Please let me know if my understanding is correct:
When run from a pool thread, boost::tasks::handle::get() / wait() don't
block current thread. Instead they suspend current task until result
becomes available. I assume each task has its own fcontext_t. Then wait()
from a _fiber_ pool would behave like the proposed 'await'.
I'm not sure how a boost::task wrapper would be implemented over Asio API.
Run it as a subtask and trigger some condition variable in Asio callback?

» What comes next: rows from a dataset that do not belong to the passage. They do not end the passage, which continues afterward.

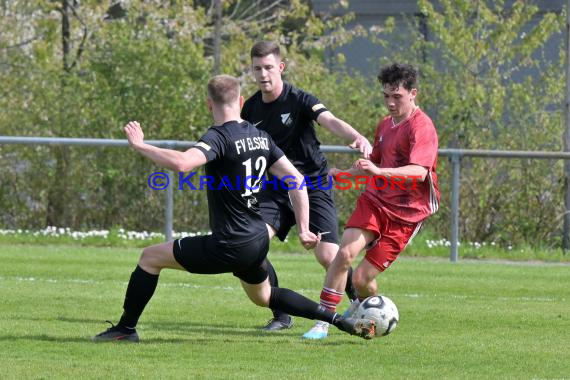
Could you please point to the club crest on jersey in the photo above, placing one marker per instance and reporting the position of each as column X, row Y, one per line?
column 286, row 119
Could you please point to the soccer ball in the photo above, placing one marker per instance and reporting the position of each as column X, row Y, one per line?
column 381, row 310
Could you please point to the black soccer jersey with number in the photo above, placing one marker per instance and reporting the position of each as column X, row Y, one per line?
column 238, row 154
column 289, row 121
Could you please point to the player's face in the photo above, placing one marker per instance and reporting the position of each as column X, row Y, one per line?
column 267, row 72
column 399, row 101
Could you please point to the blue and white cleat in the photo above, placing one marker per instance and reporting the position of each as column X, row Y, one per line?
column 349, row 313
column 319, row 331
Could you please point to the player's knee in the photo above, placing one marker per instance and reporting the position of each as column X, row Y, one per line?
column 344, row 258
column 362, row 282
column 149, row 259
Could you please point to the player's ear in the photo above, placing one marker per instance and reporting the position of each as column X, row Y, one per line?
column 414, row 93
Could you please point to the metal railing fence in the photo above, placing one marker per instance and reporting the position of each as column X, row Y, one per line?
column 454, row 155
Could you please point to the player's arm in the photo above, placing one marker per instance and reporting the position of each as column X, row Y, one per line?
column 411, row 173
column 344, row 130
column 168, row 158
column 284, row 170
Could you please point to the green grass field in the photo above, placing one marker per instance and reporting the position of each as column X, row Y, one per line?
column 470, row 319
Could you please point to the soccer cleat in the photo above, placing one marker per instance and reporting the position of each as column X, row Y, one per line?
column 319, row 331
column 364, row 328
column 349, row 313
column 117, row 334
column 276, row 324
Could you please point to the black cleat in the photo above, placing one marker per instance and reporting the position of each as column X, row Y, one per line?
column 275, row 324
column 117, row 334
column 364, row 328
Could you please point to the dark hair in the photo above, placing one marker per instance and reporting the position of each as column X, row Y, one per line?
column 264, row 48
column 398, row 74
column 223, row 89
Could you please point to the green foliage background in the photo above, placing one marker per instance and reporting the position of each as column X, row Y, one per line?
column 484, row 81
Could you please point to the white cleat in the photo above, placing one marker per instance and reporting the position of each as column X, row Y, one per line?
column 319, row 331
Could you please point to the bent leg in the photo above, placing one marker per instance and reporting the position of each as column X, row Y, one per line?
column 144, row 279
column 364, row 278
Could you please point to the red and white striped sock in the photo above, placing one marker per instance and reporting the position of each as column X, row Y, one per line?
column 330, row 298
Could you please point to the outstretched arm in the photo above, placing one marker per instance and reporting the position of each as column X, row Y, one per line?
column 168, row 158
column 284, row 169
column 411, row 172
column 342, row 129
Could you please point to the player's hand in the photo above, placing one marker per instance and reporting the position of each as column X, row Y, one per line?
column 362, row 144
column 334, row 172
column 367, row 166
column 308, row 239
column 134, row 134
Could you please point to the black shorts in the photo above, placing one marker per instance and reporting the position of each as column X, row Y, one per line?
column 206, row 255
column 277, row 211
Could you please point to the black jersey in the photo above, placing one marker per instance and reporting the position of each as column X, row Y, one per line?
column 237, row 154
column 289, row 121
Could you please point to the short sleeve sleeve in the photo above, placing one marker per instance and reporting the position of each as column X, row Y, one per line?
column 275, row 153
column 212, row 144
column 423, row 144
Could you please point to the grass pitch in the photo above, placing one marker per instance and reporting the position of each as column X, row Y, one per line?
column 464, row 320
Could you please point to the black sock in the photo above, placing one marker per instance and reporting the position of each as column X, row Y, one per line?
column 139, row 291
column 274, row 282
column 298, row 305
column 350, row 290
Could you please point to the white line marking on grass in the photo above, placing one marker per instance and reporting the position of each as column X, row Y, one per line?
column 302, row 291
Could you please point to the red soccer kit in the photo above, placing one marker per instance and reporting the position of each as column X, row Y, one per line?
column 392, row 213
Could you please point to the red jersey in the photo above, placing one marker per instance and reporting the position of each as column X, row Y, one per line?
column 412, row 141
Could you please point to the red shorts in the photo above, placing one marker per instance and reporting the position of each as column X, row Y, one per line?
column 391, row 236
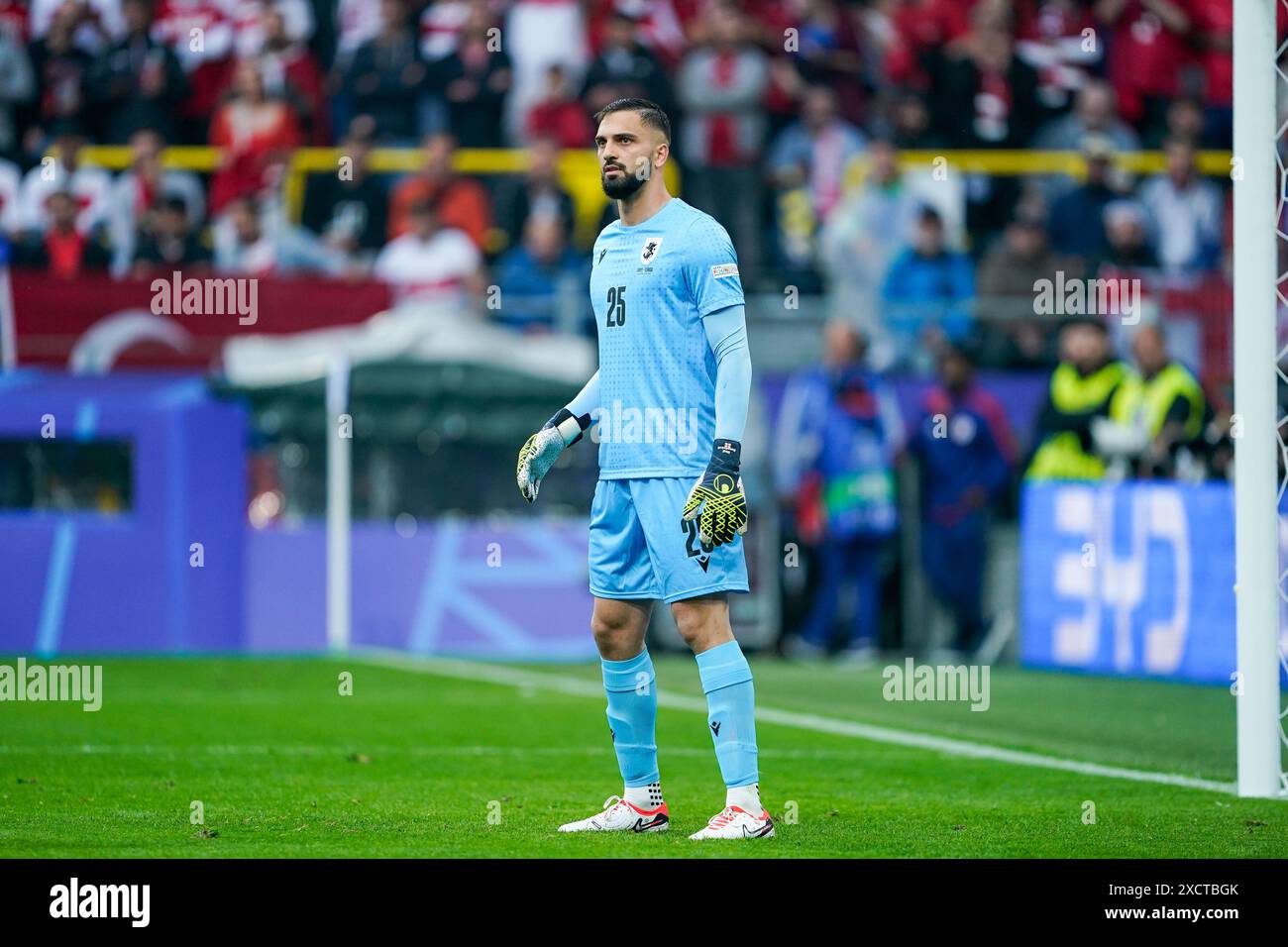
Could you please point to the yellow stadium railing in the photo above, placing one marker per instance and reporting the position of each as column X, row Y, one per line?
column 580, row 174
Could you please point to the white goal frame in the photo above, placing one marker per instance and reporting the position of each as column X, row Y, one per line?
column 1257, row 172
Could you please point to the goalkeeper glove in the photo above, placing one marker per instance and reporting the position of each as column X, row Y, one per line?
column 716, row 500
column 540, row 453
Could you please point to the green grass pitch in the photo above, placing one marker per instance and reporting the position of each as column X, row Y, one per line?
column 420, row 763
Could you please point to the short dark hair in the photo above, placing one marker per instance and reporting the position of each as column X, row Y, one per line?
column 651, row 114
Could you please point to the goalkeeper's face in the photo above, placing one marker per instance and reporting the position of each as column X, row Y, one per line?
column 629, row 154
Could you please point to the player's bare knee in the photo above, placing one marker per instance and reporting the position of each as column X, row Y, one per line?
column 618, row 633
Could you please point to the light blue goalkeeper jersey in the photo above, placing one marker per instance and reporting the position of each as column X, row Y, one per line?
column 651, row 286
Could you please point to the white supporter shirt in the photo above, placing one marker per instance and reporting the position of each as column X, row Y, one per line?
column 436, row 268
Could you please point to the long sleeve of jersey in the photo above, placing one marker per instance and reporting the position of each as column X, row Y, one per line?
column 726, row 335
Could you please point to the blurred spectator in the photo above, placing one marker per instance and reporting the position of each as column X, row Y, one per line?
column 1170, row 406
column 291, row 73
column 168, row 244
column 1127, row 239
column 430, row 262
column 849, row 433
column 138, row 191
column 137, row 82
column 911, row 127
column 252, row 27
column 256, row 240
column 386, row 76
column 988, row 95
column 11, row 200
column 965, row 454
column 256, row 133
column 665, row 27
column 94, row 24
column 476, row 78
column 1094, row 112
column 927, row 289
column 559, row 114
column 1146, row 50
column 720, row 88
column 359, row 22
column 89, row 185
column 1050, row 39
column 1087, row 385
column 810, row 159
column 64, row 252
column 441, row 26
column 207, row 64
column 1012, row 266
column 1186, row 213
column 17, row 88
column 460, row 202
column 537, row 35
column 539, row 191
column 912, row 34
column 59, row 68
column 864, row 235
column 348, row 209
column 1185, row 119
column 13, row 20
column 542, row 281
column 827, row 53
column 623, row 68
column 1077, row 217
column 1214, row 37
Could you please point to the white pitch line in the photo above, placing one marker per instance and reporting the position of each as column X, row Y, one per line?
column 559, row 684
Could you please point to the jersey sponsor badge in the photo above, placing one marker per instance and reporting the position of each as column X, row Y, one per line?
column 652, row 248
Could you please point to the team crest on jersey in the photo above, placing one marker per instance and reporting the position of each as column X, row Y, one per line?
column 652, row 248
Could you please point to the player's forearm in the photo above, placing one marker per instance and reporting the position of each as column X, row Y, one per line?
column 587, row 399
column 726, row 335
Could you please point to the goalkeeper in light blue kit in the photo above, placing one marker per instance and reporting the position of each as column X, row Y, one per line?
column 669, row 512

Also, I noticed a couple of missing features:
- can't configure stack size per task
- no waitfor_any is quite a limitation
Best regards,
Valentin
On Fri, Apr 19, 2013 at 8:42 PM, Oliver Kowalke
2013/4/19 Vicente J. Botet Escriba
Le 18/04/13 20:22, Oliver Kowalke a écrit :
How does it compare to boost.fiber (github.com/olk/boost-fiber)?
This should be compare with Boost.Task, isn't it?
https://github.com/olk/boost-**task https://github.com/olk/boost-task
Best, Vicente
hmm - yes, I was confused by the await keyword. boost.tasks hides how the task is executed (cooperative scheduled etc.)